Distributed acoustic sensing using "blinky" sound-to-light conversion devices

"Seeing sound through light" is the overarching goal of our new acoustic information processing research project. Concretely, we developed the "blinky", a small, battery-powered, sound-to-light conversion device equipped with a microphone and an LED. This device can be distributed in large numbers over a vast area. Unlike conventional microphone arrays, no cables or radio network is required. Instead, the acquisition of the sound power from all devices is carried out with a video camera. We are currently investigating the use of this system for sound source localization, beamforming, and sound scene analysis. As an example, we successfully used a 101 blinkies to locate a moving sound source in a 34 x 29 m^2 gymnastic hall with reverberation time (RT60) of over 1.5 s (pictured below).

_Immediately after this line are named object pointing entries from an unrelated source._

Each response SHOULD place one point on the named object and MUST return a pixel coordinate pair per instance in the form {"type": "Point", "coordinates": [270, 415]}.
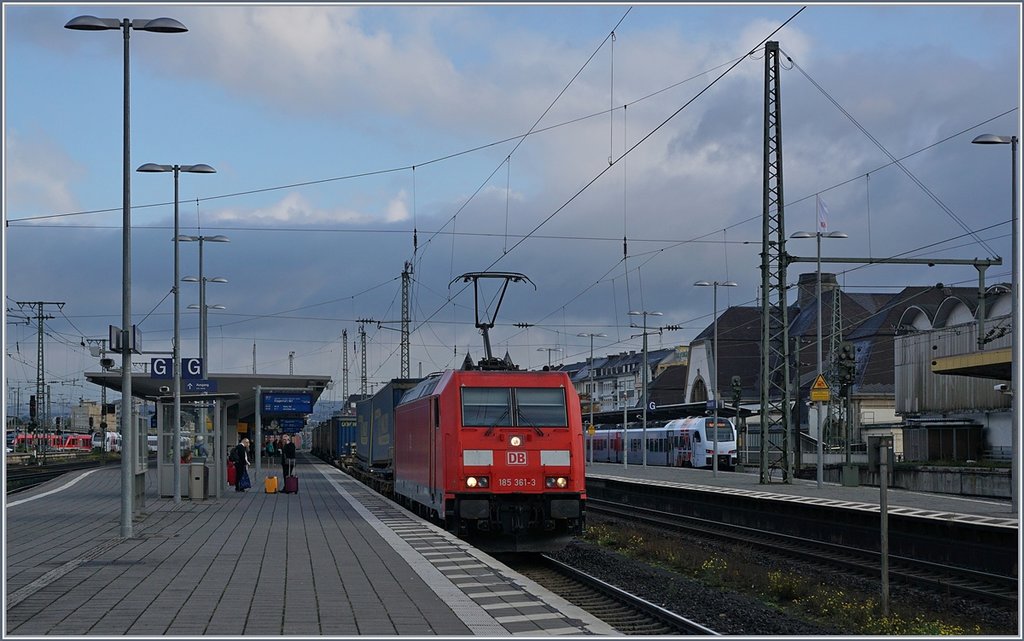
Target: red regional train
{"type": "Point", "coordinates": [496, 456]}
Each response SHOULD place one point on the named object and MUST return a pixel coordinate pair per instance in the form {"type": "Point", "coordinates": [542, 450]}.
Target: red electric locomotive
{"type": "Point", "coordinates": [498, 456]}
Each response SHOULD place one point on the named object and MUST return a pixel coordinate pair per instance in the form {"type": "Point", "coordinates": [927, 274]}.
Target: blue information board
{"type": "Point", "coordinates": [291, 426]}
{"type": "Point", "coordinates": [293, 402]}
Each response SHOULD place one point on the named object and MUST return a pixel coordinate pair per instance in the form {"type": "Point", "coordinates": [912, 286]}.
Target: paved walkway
{"type": "Point", "coordinates": [335, 559]}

Crystal-shaped Microphone Array

Diffuse noise arrived from various directions in surroundings is difficult to suppress in the conventional array signal processing techniques. We have studied noise suppression technique for that using a special configuration of microphones referred "crystal-shape", which has high symmetry. The possible symmetry configurations are derived from the group theory of mathematics.

Related Publications

  • Nobutaka Ito, Hikaru Shimizu, Nobutaka Ono, and Shigeki Sagayama, "Diffuse Noise Suppression Using Crystal-shaped Microphone Arrays," IEEE Trans. on Audio, Speech and Language Processing, vol. 19, no. 7, pp. 2101-2110, Sep. 2011
  • Nobutaka Ito, Emmanuel Vincent, Nobutaka Ono, Remi Gribonval, and Shigeki Sagayama, "Crystal-MUSIC: Accurate Localization of Multiple Sources in Diffuse Noise Environments Using Crystal-Shaped Microphone Arrays," Proc. LVA/ICA, pp. 81-88, Sept. 2010.
  • Nobutaka Ono, Nobutaka Ito and Shigeki Sagayama, "Five Classes of Crystal Arrays for Blind Decorrelation of Diffuse Noise," Proc. SAM, pp. 151-154, Jul. 2008.